The choice of tokenization affects everything about how a language model behaves. Tokens are the atoms of the model's world. It can only "see" one token at a time, only predict the next token in a sequence, only count and reason about tokens rather than the underlying characters.

This is why language models struggle with tasks that seem trivially easy to humans. Counting the number of letters in a word? Hard, if the word has been split into tokens that don't respect letter boundaries. Reversing a string? Nearly impossible, because the model doesn't have access to the individual characters.

It also explains why different models behave differently on the same text. Each model has its own vocabulary, trained on its own data. The word "cryptocurrency" might be three tokens in one model and one token in another. These differences ripple through everything the model does.

A Beautiful Accident of History

There's something almost poetic about the fact that an algorithm designed for file compression in 1994 became the foundation for how artificial intelligence reads text in 2024. Philip Gage wasn't thinking about neural networks or large language models. He was solving a practical problem: how to make files smaller.

But the core insight—that you can understand complex sequences by finding their repeating patterns and building a vocabulary of increasingly larger chunks—turned out to be exactly what language models needed. Not maximum compression, but meaningful decomposition.

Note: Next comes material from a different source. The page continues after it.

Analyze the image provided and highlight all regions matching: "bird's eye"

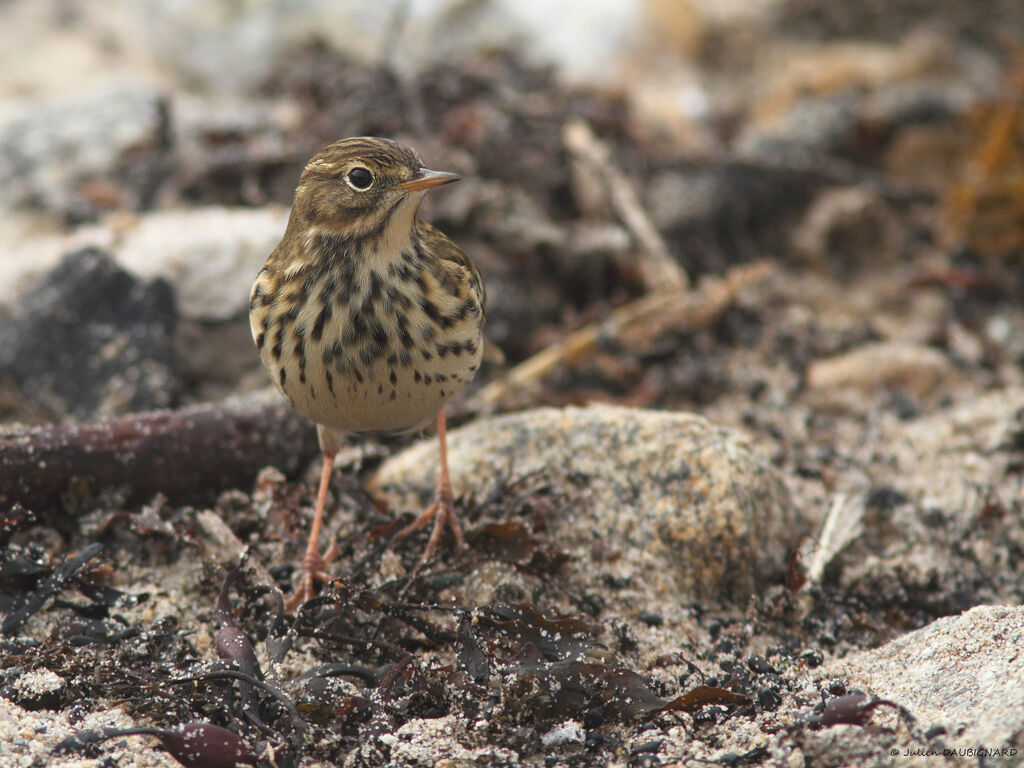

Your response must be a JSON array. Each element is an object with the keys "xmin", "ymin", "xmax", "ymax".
[{"xmin": 348, "ymin": 168, "xmax": 374, "ymax": 191}]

The algorithm doesn't know anything about language. It doesn't understand that "un" is a prefix meaning "not" or that "ing" marks the present participle. It just counts pairs and merges the common ones. Yet somehow, the vocabulary it produces often captures linguistic structure. Common suffixes become tokens. Frequent words stay whole. The algorithm discovers patterns that align with how language actually works.

Perhaps that's not surprising. Compression and understanding have always been related. To compress something efficiently, you need to model its structure. And what is language understanding except building a model of how words and meanings fit together?

Every time you interact with a large language model, your text first passes through this algorithm. Your words get chopped into tokens—sometimes at natural boundaries, sometimes not—and only then does the neural network begin its work. It's an invisible preprocessing step, so fundamental that it's easy to forget.

But it's there, a piece of 1994 living at the heart of 2024's most advanced AI.